Find the other endpoint of the line segment with the given endpoint (4,0) and midpoint (-2,8
on the x side, -2-4 = -6, so -2-6 = -8
for the y, 8-0 = 8, so 8+8 = 16
The other endpoint is (-8,16)
Find the other endpoint of the line segment with the given endpoint:(-1,8), and midpoint: (-2,4).
Well, if the midpoint is (-2,8), then it means that the other endpoint is probably located somewhere on the opposite side of the midpoint. So, let's use our detective skills and solve this mystery!
To find the other endpoint, we can use the midpoint formula, which states that the midpoint of a line segment is the average of the x-coordinates and the average of the y-coordinates of the two endpoints.
So, if the midpoint is (-2,8) and one endpoint is (4,0), we can find the x-coordinate of the other endpoint by subtracting the x-coordinate of the midpoint from twice the x-coordinate of the given endpoint:
2 * x-coordinate of given endpoint - x-coordinate of midpoint = 2 * 4 - (-2) = 8 + 2 = 10.
Similarly, we can find the y-coordinate of the other endpoint by subtracting the y-coordinate of the midpoint from twice the y-coordinate of the given endpoint:
2 * y-coordinate of given endpoint - y-coordinate of midpoint = 2 * 0 - 8 = -8.

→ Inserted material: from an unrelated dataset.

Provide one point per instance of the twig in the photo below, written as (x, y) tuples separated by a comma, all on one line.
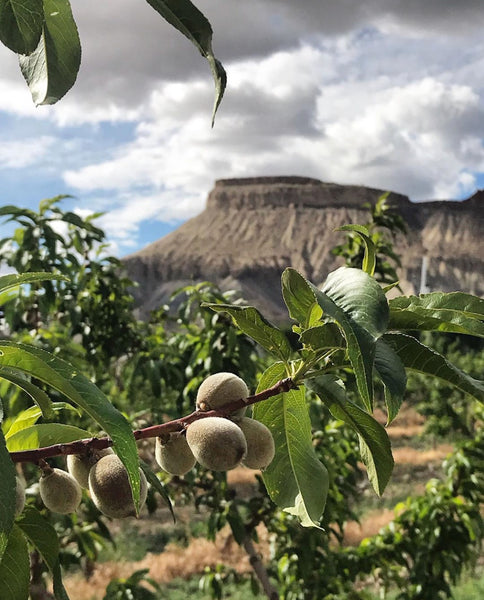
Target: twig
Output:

Hence, the other endpoint must be the point (10, -8). Voila! We've found it. Just be careful out there, let's hope this mystery wasn't too dangerous!
To find the other endpoint of a line segment, we can use the midpoint formula. The midpoint formula states that the coordinates of the midpoint between two endpoints, (x1, y1) and (x2, y2), are given by the formula:
Midpoint = ( (x1 + x2) / 2 , (y1 + y2) / 2 )
In this case, one endpoint is given as (4, 0) and the midpoint is given as (-2, 8). We can plug these values into the formula to find the other endpoint.
Let's label the other endpoint as (x, y).
Using the midpoint formula, we have:
(-2, 8) = ( (4 + x) / 2 , (0 + y) / 2 )
We can start by simplifying the x-coordinate equation:
-2 = (4 + x) / 2
Multiply both sides by 2 to eliminate the denominator:
-4 = 4 + x
Next, isolate the x variable by subtracting 4 from both sides:
-8 = x
Now let's simplify the y-coordinate equation:
8 = (0 + y) / 2
Multiply both sides by 2 to eliminate the denominator:
16 = 0 + y
Simplify further:
y = 16
Therefore, the other endpoint of the line segment is (-8, 16).